Im Kleinfeldchen kommen an diesem Wochenende zahlreiche Vereine aus Hessen, Rheinland-Pfalz und weiteren Landesverbänden zusammen. Für den SCW ist es zugleich ein Heimspiel mit großer sportlicher Bandbreite: von den jüngsten Jahrgängen bis zu den Aktiven des Top Teams.

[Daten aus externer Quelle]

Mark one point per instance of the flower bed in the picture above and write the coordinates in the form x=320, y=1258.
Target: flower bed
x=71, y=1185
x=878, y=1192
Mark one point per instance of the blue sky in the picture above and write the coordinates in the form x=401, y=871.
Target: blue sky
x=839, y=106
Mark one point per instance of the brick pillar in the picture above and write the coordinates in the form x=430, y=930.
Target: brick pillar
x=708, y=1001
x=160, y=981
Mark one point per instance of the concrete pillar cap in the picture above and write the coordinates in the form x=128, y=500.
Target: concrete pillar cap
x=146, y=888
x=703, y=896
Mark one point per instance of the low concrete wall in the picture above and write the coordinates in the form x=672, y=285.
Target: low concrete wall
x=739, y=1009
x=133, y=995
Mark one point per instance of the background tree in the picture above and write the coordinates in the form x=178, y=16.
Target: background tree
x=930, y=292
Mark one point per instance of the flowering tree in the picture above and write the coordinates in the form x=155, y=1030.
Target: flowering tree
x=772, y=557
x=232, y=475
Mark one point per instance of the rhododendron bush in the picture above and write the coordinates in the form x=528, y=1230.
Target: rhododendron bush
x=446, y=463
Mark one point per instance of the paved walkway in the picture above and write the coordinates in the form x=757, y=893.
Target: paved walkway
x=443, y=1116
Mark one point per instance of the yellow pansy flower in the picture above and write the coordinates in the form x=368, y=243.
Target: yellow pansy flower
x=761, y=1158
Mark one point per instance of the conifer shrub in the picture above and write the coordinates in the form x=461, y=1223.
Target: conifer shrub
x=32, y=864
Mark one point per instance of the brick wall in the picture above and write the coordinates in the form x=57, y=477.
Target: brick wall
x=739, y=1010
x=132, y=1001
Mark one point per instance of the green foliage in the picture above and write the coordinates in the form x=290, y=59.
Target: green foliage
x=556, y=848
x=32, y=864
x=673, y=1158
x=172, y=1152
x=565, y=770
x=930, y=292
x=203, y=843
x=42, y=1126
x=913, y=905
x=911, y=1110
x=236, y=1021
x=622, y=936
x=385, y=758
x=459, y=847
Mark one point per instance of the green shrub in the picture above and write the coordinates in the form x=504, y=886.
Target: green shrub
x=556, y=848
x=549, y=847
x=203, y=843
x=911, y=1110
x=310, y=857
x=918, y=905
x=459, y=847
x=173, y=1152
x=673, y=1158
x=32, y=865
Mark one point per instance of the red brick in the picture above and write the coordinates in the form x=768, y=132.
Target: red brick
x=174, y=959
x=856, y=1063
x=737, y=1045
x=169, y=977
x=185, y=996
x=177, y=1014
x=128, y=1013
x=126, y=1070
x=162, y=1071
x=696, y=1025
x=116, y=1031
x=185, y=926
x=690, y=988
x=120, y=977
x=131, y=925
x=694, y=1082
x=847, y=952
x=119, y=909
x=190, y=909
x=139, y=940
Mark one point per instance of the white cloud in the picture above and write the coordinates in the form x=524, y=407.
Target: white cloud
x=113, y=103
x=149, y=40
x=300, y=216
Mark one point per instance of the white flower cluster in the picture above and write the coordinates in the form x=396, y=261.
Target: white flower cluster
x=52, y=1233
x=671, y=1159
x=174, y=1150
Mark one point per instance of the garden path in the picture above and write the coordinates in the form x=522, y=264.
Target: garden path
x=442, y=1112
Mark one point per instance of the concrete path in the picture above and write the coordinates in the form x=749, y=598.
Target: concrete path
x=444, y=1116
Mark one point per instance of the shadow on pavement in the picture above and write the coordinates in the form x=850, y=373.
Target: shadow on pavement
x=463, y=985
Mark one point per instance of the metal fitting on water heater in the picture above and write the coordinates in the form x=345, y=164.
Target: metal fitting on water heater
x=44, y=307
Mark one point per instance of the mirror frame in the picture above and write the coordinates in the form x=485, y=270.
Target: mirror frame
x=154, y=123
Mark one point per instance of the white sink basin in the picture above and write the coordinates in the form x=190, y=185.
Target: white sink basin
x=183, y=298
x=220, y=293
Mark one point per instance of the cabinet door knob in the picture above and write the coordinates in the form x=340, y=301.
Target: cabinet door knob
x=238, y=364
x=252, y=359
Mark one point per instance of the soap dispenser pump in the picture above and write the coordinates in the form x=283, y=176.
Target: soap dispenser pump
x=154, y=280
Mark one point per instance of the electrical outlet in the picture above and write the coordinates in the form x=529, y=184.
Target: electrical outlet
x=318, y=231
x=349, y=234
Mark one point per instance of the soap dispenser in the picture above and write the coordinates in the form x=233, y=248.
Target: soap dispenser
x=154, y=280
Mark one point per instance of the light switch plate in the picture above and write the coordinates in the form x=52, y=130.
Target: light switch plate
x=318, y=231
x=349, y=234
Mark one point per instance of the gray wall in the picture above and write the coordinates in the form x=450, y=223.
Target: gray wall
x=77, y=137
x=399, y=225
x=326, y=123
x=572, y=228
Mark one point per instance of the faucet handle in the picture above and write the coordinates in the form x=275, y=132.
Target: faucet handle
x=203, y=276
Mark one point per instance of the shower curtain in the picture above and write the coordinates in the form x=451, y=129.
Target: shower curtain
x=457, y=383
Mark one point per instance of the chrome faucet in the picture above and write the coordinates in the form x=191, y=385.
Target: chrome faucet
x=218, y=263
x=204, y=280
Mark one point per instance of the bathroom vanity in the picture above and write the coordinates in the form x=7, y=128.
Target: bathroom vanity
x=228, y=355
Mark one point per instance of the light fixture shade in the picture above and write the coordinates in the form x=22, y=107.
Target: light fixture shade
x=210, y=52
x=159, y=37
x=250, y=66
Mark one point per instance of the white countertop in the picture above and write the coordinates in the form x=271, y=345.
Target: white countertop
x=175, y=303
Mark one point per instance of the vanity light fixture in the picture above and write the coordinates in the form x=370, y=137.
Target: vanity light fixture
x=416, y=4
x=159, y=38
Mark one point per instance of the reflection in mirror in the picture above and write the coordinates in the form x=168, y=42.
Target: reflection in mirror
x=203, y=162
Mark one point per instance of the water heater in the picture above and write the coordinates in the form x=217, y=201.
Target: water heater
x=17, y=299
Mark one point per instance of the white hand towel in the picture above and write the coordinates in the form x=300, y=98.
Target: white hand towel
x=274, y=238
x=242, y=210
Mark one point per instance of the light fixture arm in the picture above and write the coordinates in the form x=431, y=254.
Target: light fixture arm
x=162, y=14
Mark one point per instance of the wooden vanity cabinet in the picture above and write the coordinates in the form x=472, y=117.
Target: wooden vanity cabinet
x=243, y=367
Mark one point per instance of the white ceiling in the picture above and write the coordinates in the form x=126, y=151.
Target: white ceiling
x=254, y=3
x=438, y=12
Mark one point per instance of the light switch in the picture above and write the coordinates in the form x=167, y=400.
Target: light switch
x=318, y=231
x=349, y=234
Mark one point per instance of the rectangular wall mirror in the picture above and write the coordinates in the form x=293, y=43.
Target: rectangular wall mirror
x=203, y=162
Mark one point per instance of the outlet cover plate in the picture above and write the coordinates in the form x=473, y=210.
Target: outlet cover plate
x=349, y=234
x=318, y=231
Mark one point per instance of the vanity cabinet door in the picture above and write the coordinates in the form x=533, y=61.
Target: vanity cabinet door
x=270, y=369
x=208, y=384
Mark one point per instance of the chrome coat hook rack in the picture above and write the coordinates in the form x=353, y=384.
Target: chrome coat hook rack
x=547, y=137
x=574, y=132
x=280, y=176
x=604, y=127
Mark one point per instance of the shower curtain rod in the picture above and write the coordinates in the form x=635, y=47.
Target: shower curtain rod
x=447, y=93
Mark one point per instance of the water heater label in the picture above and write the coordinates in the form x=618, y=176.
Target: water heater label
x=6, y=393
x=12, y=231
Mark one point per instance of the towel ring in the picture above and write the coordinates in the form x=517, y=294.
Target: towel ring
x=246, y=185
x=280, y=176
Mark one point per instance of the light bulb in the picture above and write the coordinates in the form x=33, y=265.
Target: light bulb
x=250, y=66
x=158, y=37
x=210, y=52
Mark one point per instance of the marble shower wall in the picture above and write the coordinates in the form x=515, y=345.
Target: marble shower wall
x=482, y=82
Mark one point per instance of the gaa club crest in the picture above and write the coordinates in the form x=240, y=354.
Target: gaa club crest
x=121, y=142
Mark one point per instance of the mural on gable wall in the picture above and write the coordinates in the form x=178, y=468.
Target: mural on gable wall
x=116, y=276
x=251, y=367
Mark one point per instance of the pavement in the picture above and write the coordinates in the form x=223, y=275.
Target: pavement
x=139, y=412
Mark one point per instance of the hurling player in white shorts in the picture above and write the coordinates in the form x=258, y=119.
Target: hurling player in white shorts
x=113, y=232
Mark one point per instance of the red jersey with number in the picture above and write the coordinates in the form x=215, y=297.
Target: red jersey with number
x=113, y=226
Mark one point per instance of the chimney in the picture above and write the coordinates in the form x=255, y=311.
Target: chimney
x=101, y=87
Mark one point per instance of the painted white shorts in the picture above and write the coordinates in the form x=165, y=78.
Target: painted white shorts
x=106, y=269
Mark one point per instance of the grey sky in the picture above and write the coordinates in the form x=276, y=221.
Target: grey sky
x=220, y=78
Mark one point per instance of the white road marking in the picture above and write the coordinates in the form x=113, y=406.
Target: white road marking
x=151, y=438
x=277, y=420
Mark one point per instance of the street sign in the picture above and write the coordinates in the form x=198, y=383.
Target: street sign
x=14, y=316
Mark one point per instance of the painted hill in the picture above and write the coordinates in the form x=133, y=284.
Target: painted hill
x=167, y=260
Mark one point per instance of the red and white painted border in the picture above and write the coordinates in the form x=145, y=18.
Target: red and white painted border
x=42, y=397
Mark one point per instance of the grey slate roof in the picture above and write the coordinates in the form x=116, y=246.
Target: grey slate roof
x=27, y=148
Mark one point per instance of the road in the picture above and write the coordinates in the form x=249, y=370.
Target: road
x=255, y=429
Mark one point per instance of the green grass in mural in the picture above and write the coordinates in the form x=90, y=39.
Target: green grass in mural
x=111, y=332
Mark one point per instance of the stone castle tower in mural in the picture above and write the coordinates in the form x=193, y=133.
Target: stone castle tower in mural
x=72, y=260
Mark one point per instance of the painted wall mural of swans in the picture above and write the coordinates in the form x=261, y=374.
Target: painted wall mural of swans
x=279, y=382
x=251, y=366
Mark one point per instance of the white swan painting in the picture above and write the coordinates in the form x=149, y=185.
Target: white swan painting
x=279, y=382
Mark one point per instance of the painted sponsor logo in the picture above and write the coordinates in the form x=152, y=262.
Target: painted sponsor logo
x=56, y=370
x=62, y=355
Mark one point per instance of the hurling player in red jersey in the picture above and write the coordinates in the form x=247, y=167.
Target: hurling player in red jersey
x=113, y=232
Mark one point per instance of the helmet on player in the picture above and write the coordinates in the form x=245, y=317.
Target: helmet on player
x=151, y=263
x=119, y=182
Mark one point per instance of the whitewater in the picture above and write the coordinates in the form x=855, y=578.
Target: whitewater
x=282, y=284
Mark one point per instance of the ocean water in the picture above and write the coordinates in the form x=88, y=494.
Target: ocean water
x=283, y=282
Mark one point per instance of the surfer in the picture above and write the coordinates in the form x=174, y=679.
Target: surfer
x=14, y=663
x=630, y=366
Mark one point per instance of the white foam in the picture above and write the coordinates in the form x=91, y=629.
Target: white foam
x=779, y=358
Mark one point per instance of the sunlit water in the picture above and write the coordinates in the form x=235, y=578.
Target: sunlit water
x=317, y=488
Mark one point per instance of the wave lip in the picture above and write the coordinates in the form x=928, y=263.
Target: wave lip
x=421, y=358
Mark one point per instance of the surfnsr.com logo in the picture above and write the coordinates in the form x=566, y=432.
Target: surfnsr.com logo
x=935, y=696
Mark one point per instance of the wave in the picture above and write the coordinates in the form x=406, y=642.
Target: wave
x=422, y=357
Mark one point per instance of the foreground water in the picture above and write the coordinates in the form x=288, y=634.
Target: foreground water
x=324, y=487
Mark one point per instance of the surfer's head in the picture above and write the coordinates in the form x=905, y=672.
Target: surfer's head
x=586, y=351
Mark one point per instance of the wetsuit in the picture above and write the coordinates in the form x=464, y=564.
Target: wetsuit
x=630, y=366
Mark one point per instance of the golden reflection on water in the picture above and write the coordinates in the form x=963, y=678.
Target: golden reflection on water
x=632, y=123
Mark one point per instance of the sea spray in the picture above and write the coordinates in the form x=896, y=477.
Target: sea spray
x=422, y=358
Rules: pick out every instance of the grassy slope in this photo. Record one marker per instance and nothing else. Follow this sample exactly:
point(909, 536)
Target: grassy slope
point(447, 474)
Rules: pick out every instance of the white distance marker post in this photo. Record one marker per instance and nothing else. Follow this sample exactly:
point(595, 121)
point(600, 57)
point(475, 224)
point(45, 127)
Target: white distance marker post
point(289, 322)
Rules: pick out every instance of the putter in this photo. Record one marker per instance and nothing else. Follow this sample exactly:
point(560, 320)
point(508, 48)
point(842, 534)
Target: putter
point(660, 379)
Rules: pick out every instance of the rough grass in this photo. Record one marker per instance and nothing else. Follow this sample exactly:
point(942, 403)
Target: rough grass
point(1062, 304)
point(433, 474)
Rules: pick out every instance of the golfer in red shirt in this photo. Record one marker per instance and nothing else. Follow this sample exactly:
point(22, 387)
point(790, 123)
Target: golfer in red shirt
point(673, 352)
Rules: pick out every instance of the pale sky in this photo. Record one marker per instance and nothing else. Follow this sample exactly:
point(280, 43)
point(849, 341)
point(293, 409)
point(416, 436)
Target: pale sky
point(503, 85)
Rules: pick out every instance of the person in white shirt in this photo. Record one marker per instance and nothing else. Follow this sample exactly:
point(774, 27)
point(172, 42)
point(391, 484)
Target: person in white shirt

Der SCW ist mit 123 Aktiven, davon 57 weiblich und 66 männlich, die mit Abstand größte Mannschaft des gesamten Wettkampfes. Für das komplette Wochenende wurden 660 Einzel- und 12 Staffelstarts gemeldet. Allein am Samstag standen für den SCW 359 Einzelstarts und sechs Staffeln auf dem Programm.
Viele Erfolge schon bei den Jüngsten
Besonders erfreulich war am ersten Wettkampftag die Breite im Nachwuchs. Bereits im Jahrgang 2017 gingen erste Siege an den SCW. Emma Wurthmann gewann die 100 Meter Freistil in 1:39,48 und später auch die 100 Meter Rücken in 1:53,72. Bei den Jungen setzte sich Liean Soleimany über 100 Meter Rücken in 1:48,07 durch. Max Nersesjan gewann im Jahrgang 2016 dieselbe Strecke in 1:32,82.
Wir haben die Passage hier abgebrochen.